Update: On June 15, 2011, Floyd Cardoz won the Top Chef Masters contest with a dish of mushroom upma. Click to here to see the announcement in the Times of India. 

Sunday, November 14, 2010

Tasting Notes: Thailand

Opening ceremonies at the 14th International Anti-Corruption Conference in Bangkok were an extravaganza to behold. Orchestras playing music from the four regions of Thailand sat cross-legged in the courtyard of the Queen Sirikit convention center. Regional dance and craft-making were similarly on display, with special presentations involving drums, dragons, and fireworks punctuating the evening. To say that the food on offer was abundant would not come close to conveying the spread, laid out buffet style in the entire restaurant area indoors, and snaking around the festivities outdoors...
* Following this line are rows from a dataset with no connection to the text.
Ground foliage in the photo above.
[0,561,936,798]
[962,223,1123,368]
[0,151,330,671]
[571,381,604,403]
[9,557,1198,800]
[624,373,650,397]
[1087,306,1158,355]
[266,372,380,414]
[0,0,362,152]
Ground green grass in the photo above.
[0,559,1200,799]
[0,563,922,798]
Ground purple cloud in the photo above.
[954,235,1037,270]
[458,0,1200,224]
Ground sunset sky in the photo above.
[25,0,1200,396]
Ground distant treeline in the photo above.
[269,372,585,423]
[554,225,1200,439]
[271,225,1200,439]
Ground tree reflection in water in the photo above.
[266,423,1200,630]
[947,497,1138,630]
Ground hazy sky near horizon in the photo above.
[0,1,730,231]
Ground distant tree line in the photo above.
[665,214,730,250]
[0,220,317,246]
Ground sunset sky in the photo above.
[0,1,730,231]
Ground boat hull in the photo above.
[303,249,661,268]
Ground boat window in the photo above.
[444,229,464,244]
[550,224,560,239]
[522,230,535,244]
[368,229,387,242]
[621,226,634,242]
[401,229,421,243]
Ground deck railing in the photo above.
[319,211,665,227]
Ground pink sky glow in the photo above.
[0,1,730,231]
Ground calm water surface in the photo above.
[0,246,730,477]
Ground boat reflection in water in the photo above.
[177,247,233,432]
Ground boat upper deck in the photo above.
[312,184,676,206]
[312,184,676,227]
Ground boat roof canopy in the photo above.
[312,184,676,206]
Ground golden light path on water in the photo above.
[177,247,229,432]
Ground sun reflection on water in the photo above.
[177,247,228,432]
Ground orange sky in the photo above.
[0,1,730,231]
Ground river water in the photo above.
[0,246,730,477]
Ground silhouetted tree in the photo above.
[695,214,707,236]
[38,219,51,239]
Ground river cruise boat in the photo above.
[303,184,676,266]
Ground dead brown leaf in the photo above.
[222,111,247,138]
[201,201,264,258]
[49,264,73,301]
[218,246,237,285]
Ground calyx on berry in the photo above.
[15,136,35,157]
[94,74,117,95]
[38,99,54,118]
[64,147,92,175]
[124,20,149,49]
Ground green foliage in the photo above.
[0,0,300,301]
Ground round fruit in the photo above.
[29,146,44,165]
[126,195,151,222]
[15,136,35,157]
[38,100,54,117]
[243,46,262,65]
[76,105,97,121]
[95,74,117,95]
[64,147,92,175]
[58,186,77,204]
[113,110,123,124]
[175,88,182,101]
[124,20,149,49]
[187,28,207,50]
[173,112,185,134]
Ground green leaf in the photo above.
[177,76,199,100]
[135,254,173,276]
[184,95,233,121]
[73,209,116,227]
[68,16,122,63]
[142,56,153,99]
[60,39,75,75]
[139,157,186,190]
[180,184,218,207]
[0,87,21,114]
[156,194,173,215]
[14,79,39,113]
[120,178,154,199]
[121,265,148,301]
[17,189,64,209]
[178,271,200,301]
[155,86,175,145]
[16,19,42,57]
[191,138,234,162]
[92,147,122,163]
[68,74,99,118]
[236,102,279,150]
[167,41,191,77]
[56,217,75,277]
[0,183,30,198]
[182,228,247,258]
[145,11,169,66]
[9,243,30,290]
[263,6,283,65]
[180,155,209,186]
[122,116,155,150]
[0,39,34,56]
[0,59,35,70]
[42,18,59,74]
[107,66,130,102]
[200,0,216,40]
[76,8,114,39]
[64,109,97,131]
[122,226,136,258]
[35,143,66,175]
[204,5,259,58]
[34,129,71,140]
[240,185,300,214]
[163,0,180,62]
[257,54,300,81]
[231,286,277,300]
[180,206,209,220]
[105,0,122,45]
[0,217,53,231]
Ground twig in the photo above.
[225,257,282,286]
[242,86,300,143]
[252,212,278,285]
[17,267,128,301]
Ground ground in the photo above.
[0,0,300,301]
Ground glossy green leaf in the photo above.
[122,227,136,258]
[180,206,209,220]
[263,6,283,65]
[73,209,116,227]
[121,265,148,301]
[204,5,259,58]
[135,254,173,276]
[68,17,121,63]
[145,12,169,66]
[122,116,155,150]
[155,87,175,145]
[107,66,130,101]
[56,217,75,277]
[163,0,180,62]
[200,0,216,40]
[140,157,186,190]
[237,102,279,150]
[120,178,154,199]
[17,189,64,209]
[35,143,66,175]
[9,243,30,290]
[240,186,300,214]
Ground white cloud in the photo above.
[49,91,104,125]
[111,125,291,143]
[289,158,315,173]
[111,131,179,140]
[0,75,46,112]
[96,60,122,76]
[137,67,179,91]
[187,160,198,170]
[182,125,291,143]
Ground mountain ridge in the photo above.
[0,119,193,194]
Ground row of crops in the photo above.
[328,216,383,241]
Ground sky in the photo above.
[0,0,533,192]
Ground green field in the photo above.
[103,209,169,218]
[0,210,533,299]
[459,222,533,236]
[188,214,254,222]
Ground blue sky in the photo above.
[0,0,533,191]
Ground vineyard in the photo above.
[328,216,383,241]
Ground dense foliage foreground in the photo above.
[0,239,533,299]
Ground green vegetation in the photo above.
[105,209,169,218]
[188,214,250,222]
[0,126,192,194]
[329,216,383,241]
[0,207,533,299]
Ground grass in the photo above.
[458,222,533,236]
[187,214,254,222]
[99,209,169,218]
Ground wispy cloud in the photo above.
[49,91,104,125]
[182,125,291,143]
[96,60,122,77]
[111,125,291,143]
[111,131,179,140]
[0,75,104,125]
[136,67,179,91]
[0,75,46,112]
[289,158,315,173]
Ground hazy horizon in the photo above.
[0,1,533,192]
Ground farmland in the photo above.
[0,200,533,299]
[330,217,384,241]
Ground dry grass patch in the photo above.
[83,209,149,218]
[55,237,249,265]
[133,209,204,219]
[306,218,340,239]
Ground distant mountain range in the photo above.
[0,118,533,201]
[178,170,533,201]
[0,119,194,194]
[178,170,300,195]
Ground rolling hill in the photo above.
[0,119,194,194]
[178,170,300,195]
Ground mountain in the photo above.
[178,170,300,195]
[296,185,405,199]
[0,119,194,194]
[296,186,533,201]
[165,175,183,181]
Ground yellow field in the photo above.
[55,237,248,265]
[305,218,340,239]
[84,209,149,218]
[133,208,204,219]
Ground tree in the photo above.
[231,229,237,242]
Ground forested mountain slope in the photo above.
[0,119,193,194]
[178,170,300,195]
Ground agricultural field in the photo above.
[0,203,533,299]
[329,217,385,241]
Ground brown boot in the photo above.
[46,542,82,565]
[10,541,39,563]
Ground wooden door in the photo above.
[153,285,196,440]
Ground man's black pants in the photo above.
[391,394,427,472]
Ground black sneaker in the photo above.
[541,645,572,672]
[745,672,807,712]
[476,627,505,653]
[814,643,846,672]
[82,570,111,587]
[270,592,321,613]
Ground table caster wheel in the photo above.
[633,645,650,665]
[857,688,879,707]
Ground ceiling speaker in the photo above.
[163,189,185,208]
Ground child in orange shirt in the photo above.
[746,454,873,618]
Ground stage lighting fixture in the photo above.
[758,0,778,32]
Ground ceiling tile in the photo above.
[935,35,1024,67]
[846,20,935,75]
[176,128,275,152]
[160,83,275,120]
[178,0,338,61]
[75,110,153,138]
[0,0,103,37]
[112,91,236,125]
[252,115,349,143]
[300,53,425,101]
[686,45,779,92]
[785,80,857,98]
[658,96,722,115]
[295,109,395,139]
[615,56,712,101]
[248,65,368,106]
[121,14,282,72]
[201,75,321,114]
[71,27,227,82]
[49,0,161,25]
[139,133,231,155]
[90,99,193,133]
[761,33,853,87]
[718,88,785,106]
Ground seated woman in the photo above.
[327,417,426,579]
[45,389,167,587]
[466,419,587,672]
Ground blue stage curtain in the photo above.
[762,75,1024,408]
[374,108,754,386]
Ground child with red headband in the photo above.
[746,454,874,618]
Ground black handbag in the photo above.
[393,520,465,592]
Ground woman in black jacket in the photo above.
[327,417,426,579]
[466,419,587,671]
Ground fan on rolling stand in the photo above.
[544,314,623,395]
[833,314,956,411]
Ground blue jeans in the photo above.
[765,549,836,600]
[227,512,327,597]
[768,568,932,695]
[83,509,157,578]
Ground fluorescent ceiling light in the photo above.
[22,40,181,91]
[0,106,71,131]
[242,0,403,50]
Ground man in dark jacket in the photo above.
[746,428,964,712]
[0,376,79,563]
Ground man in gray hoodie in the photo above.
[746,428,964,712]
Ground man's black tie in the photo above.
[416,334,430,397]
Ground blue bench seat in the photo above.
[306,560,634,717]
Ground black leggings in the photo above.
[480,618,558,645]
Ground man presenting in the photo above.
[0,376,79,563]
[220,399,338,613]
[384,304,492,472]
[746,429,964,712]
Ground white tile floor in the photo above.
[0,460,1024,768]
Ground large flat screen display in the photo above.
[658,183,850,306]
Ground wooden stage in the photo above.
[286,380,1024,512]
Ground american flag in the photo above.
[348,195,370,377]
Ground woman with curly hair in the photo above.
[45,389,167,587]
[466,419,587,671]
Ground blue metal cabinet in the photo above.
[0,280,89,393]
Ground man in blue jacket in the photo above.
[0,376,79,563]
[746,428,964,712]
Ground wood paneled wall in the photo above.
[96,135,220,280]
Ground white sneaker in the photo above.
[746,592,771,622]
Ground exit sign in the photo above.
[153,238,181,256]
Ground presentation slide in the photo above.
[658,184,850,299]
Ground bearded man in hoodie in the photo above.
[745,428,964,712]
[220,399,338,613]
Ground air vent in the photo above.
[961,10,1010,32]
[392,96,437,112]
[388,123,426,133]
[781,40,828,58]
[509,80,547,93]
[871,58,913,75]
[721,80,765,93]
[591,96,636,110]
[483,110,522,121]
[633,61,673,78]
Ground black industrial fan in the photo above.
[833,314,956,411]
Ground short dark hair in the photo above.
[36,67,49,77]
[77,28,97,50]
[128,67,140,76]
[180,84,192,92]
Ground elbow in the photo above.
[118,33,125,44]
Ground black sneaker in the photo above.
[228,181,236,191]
In the midst of all this hub-hub, I came across a new (to me) taste: soothing and refreshing lemongrass juice.

It must have been sweetened because its tangy taste was tempered, yielding a sweet muskiness that also evoked jasmine. It turns out that lemongrass juice is easy to make. The method involves bruising and then boiling the stalks to extract the juice, much as you would do to make a tea. (Unlike, say, the different method than is used for making wheatgrass juice, where the grass itself is passed through a specialized juicing device.) This makes sense, as cooking with lemongrass also involves extracting the essence from the stalk: the green grassy parts of the plant are actually tough and bitter, and not very suitable for cooking or drinking. Those, like me, who have learned about cooking with lemongrass through trial and disasterous error, will know what I mean. :)

In any case, I found this recipe for lemongrass juice. If the lemongrass in my kitchen planter is still alive by the time I get home, I will be trying it out. 

Sunday, November 7, 2010

Tasting Notes: Uganda

I'm travelling for work and the pace is hectic. No time to craft any detailed posts, so here are some tasting notes of new foods of note:

In Uganda I discovered matoke, a staple made from steamed and mashed green bananas (the type of banana is also called matoke), served in its leaf with peanut sauce. Yum! I ate it with almost every meal.

And to drink: a deadly spirit: waraj, made by distilling fermented banana.